In a now-viral TikTok video, Dr. Jennifer Lincoln breaks some myths about what constitutes losing your virginity (and if virginity exists at all).
Virginity is a social construct created to maintain gender roles, invalidate those who are heterosexual, and perpetuate ideas of chastity and purity. In reality, there is no biological way to "lose your virginity." There are no physical tests to build evidence for virginity, and those with vaginas are definitely not supposed to bleed the first time they have vaginal sex. While all of these may seem like radical ideas, there is one doctor who has busted the myth of "losing your virginity." Dr. Jennifer Lincoln took to TikTok to discuss virginity. She has since gone viral for suggesting that there is no one way of losing your virginity, BuzzFeed News reports.

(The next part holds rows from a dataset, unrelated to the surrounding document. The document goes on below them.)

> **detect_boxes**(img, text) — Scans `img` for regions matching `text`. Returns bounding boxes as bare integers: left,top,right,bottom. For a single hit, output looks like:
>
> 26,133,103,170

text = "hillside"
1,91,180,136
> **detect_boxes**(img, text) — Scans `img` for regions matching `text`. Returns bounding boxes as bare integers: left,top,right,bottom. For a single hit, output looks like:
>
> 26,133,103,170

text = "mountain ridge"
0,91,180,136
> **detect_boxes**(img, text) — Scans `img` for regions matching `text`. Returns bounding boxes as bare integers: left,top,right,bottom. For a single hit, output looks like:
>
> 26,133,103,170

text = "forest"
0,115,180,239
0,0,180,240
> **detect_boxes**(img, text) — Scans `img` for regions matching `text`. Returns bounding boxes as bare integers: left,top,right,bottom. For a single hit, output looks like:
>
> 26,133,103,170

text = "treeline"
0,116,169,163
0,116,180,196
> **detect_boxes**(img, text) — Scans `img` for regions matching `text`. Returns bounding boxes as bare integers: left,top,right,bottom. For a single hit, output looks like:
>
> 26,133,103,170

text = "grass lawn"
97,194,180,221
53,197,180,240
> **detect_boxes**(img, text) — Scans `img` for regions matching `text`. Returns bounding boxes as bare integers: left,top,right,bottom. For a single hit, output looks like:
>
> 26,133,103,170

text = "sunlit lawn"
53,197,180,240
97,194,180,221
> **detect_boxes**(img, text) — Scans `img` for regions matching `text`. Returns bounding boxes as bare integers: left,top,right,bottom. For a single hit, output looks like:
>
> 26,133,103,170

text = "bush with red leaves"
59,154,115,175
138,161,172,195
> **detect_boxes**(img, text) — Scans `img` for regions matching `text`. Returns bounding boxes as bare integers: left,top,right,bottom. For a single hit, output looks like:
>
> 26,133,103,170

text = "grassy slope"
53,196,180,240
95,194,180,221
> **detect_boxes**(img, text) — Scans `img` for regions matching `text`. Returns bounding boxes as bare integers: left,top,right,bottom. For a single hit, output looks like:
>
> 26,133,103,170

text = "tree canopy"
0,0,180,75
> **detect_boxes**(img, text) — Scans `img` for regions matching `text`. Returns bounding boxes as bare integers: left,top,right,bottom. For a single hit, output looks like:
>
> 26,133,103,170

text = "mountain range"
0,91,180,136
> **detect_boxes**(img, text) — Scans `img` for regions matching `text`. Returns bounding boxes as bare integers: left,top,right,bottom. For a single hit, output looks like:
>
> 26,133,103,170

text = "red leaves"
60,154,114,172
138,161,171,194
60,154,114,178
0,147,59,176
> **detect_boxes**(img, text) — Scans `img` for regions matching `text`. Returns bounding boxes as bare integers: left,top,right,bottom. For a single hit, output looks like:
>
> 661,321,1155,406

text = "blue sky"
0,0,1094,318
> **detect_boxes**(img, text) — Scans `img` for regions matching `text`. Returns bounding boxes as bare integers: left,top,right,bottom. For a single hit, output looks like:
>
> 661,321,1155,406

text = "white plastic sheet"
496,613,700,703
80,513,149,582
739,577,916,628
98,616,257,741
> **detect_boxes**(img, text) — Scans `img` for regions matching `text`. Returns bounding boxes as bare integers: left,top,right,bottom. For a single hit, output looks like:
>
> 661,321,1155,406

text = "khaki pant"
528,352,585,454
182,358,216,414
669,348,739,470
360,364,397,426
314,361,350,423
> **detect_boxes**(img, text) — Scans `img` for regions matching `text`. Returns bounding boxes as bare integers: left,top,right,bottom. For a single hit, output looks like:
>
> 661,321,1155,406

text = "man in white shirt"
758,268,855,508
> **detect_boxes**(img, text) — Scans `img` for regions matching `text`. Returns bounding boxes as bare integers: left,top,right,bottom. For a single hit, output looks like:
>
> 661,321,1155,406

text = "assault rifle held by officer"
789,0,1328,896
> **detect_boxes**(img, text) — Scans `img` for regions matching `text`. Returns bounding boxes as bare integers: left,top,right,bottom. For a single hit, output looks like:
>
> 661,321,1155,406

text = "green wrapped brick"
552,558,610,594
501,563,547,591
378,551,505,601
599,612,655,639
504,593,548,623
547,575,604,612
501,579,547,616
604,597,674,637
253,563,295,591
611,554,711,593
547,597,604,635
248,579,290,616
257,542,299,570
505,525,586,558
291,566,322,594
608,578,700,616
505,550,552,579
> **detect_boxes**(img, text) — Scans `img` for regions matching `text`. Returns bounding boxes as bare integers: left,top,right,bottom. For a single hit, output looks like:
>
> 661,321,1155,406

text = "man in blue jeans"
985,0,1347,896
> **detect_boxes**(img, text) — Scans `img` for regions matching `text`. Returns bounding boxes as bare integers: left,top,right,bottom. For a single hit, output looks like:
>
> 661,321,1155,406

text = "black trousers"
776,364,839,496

Dr. Lincoln, an OBGYN, first started by asking her followers what they believed losing their virginity meant. The answers she received were not totally unexpected, ranging from very physical ideas to more personal ones. As for the former, several TikTok users suggested it was the first time someone has vaginal sex. Latter, personal ideas included responses such as: "Whatever you decide it means, but happening by choice," and, "Whatever you designate as your first sexual experience, but there's nothing being lost." Consent being mandatory and the assertion that nothing was being "lost" were two running themes in dozens of responses.
After she received some answers, the doctor concludes in her video, "There is no one answer for what losing your virginity is. Maybe it's having vaginal sex. Maybe to you it's anal sex. But what about women who have sex with women? Do we just consider them virgins forever? I mean, I don't think they would agree. There's no one scientific definition of 'losing your virginity,' and that's the point... Virginity is a social construct, and not a really useful term, is it?" Across the country, only 17 out of 50 states mandate medically accurate sex education curriculums. Therefore, it is no wonder that some young people may be curious about their first sexual experiences.
"I often get questions from scared teenagers who want to know if they are still considered a virgin if they've done a certain activity," Dr. Lincoln explained in an interview with BuzzFeed. "Why? Because society is obsessed with virginity and the idea that it indicates purity, which means you're dirty if you are no longer a virgin. Questions range from if just the tip of the penis goes in, or just goes in for a second, or if it's just oral sex. What counts? And my answer is always the same: There's no definition of virginity and your worth is SO much more than society's obsession with purity culture."
According to the OBGYN, schools should take the energy they put into upholding the myth of virginity and place it elsewhere, where that energy could matter. For instance, in educating young people about the importance of consent. Dr. Lincoln asked, "Imagine if we took just a percentage of the energy that goes into telling young people why they need to remain virgins until marriage and instead emphasized consent and understanding how their bodies worked in a medically accurate, comprehensive way?" Finally, she had some advice for those who are currently navigating their first-ever sexual experiences: "It is completely fine if you choose not to have sex or have your own definition of virginity but don't let society define it for you, and through that define your worth."